Related answers on stackoverflow:
- Does it make sense to implement the copy-assignment operator in a class with all const data members?
The first answer has the amusing line "If that one is immutable, your screwed." - Swap method with const members
The first answer doesn't really apply here, and the second is a bit of a kludge.
So is there a way to write a swap
method / copy constructor for such a class that does not invoke undefined behavior, or am I just screwed?
Edit
Just to make it clear, I already am quite aware of this solution:
struct Bar {
Bar (Foo & foo, int num) : foo_ptr(&foo), number(num) {}
private:
Foo * foo_ptr;
int number;
// Mutable member data elided
};
This explicitly eliminates the const
ness of number
and the eliminates the implied const
ness of foo_reference
. This is not the solution I am after. If this is the only non-UB solution, so be it. I am also quite aware of this solution:
void swap (Bar & first, Bar & second) {
char temp[sizeof(Bar)];
std::memcpy (temp, &first, sizeof(Bar));
std::memcpy (&first, &second, sizeof(Bar));
std::memcpy (&second, temp, sizeof(Bar));
}
and then writing the assignment operator using copy-and-swap.
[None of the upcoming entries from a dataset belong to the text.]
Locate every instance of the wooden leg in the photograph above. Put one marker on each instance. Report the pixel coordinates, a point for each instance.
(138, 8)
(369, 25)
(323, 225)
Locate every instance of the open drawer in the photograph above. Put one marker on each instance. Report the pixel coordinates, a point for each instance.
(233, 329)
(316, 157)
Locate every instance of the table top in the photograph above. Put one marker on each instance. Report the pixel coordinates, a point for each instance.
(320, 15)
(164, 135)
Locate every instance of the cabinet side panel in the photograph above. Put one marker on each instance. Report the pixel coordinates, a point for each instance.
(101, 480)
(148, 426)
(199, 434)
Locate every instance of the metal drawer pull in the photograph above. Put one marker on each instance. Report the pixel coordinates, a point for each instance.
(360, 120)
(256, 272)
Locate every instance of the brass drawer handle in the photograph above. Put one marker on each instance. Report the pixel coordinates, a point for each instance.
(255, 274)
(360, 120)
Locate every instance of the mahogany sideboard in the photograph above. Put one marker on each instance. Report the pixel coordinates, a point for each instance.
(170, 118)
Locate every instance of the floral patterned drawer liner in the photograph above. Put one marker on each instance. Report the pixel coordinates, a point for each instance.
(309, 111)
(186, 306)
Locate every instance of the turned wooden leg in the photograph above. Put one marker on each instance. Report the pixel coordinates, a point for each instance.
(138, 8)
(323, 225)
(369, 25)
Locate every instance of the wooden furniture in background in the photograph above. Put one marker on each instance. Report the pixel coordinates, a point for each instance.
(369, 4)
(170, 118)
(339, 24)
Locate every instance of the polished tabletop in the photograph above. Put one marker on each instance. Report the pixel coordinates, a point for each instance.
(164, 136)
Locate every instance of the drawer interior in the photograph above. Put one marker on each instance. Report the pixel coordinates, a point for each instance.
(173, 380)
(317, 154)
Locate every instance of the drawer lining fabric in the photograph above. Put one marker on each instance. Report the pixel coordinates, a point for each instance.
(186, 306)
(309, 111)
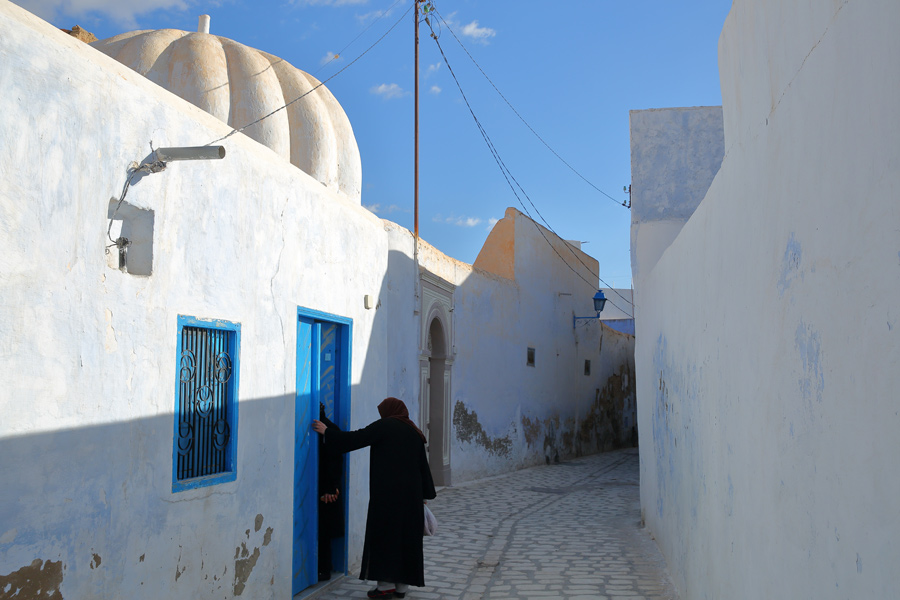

This gets around the reference and const problems, but is it UB? (At least it doesn't use reinterpret_cast
and const_cast
.) Some of the elided mutable data are objects that contain std::vector
s, so I don't know if a shallow copy like this will work here.
回答1:
If you implement this with move operators there is a way:
Bar & Bar :: operator = (Bar && source) {
this -> ~ Bar ();
new (this) Bar (std :: move (source));
return *this;
}
You shouldn't really use this trick with copy constructors because they can often throw and then this isn't safe. Move constructors should never ever throw, so this should be OK.
std::vector
and other containers now exploit move operations wherever possible, so resize and sort and so on will be OK.
This approach will let you keep const and reference members but you still can't copy the object. To do that, you would have to use non-const and pointer members.
And by the way, you should never use memcpy like that for non-POD types.
Edit
A response to the Undefined Behaviour complaint.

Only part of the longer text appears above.